虽然action_space和observation_space是在process_simulation函数中定义的,但我的项目工作遇到了这种情况,请在这方面帮助我。我想使用OpenAI Gym和Python为深度强化学习定制环境。我想实现一个近端策略优化(PPO)模型来训练代理。
'从健身房导入Env从健身房.空格导入离散,框导入numpy作为np导入随机
类过程_模拟(环境):def * 初始化 *(自身):
self.simulation_duration = 60
self.time_step = 1
self.next_time_stop = 0
self.setup_time = 0
self.buffer_capacity = 99999
self.initial_buffer = 0
self.initial_reward = 0
self.process_time_of_product_a = [5,4,3,3,1]
self.process_time_of_product_b = [1,2,3,4,5]
self.process_time_of_product_c = [3,5,1,4,2]
self.default_standard_deviation = .0
self.fifo_list = []
self.time_to_get_raw_material = 1
self.cost_for_machining = 0
self.cost_for_storage = 1
self.cost_for_raw_material = 50
self.finished_jobs_machine1 = 0
self.finished_jobs_machine2 = 0
self.finished_jobs_machine3 = 0
self.finished_jobs_machine4 = 0
self.finished_jobs_machine5 = 0
self.consecutive_production_of_product_a = 0
self.consecutive_production_of_product_b = 0
self.consecutive_production_of_product_c = 0
self.consecutive_switches_to_product_a = 0
self.consecutive_switches_to_product_b = 0
self.consecutive_switches_to_product_c = 0
self.consecutive_idle_states = 0
self.rl_agent_actions = [0,1,2,3]
self.rl_agent_reward = self.initial_reward
self.state = dict()
self.observation_size = 3
self.action_size = len(self.rl_agent_actions)
self.observation_space = Box(low=np.array([0]), high=np.array([100]))
self.action_space = Discrete(3)
def _get_next_job(self,finished_jobs):
return self.fifo_list[finished_jobs]
def _apply_variability(self,process_time):
return random.gauss(process_time,process_time*self.default_standard_deviation)

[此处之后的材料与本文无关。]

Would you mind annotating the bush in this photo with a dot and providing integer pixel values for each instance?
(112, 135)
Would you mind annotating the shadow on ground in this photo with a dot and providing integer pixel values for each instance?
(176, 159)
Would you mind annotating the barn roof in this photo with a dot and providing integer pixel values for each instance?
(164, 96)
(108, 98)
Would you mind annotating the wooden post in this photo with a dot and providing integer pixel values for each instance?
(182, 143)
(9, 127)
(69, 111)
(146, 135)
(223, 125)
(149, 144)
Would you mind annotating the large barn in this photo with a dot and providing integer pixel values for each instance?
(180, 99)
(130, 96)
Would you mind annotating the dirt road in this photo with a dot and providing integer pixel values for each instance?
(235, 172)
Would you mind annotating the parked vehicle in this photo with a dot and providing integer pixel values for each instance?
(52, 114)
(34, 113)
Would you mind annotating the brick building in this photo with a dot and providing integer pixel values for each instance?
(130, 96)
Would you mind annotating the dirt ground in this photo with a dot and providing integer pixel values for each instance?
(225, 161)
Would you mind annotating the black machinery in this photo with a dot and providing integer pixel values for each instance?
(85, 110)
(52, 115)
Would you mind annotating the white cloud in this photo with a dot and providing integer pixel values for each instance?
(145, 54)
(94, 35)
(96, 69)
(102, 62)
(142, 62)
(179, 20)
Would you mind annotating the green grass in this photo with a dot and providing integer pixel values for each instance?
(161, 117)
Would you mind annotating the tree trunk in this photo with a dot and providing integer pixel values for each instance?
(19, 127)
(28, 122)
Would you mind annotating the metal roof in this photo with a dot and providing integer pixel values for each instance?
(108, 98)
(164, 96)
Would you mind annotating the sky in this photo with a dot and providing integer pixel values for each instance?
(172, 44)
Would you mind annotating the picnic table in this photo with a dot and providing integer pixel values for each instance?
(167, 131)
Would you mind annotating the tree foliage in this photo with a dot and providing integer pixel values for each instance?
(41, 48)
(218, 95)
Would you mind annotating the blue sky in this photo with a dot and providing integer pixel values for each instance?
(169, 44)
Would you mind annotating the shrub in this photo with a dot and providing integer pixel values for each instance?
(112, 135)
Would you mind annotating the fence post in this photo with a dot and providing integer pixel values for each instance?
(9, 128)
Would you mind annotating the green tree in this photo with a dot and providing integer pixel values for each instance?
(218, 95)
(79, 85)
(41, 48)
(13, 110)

def _calculate_sales_value(self,product_type):
if product_type=='A':
self.consecutive_production_of_product_a += 1
self.consecutive_production_of_product_b = 0
self.consecutive_production_of_product_c = 0
if self.consecutive_production_of_product_a ==1:
self.consecutive_switches_to_product_a +=1
return min(400, 200*(1.5**(self.consecutive_switches_to_product_a)))
else:
self.consecutive_switches_to_product_a = 0
return max (100, 200*(.5**(self.consecutive_switches_to_product_a-2)))
elif product_type=='B':
self.consecutive_production_of_product_b += 1
self.consecutive_production_of_product_a = 0
self.consecutive_production_of_product_c = 0
if self.consecutive_production_of_product_b ==1:
self.consecutive_switches_to_product_b +=1
return min(400, 200*(1.5**(self.consecutive_switches_to_product_b)))
else:
self.consecutive_switches_to_product_a = 0
return max (100, 200*(.5**(self.consecutive_switches_to_product_b-1)))
elif product_type=='C':
self.consecutive_production_of_product_c += 1
self.consecutive_production_of_product_a = 0
self.consecutive_production_of_product_b = 0
if self.consecutive_production_of_product_c ==1:
self.consecutive_switches_to_product_c +=1
return min(400, 200*(1.5**(self.consecutive_switches_to_product_c)))
else:
self.consecutive_switches_to_product_a = 0
return max (100, 200*(.5**(self.consecutive_switches_to_product_c)))
else:
raise ValueError('{} --> requested type is not in the list of allowed product types [A, B , C]'.format(product_type))
def _run_machine_1(self):
while True:
jobs = len(self.fifo_list)
if (jobs==0) or (jobs==self.finished_jobs_machine1):
yield self.timeout(self.time_step)
else:
next_job = self._get_next_job(self.finished_jobs_machine1)
if jobs==1:
yield self.timeout(self.setup_time)
elif self.fifo_list[self.finished_jobs_machine1-1] != next_job:
yield self.timeout(self.setup_time)
if next_job=='A':
yield self.timeout(self.time_to_get_raw_material)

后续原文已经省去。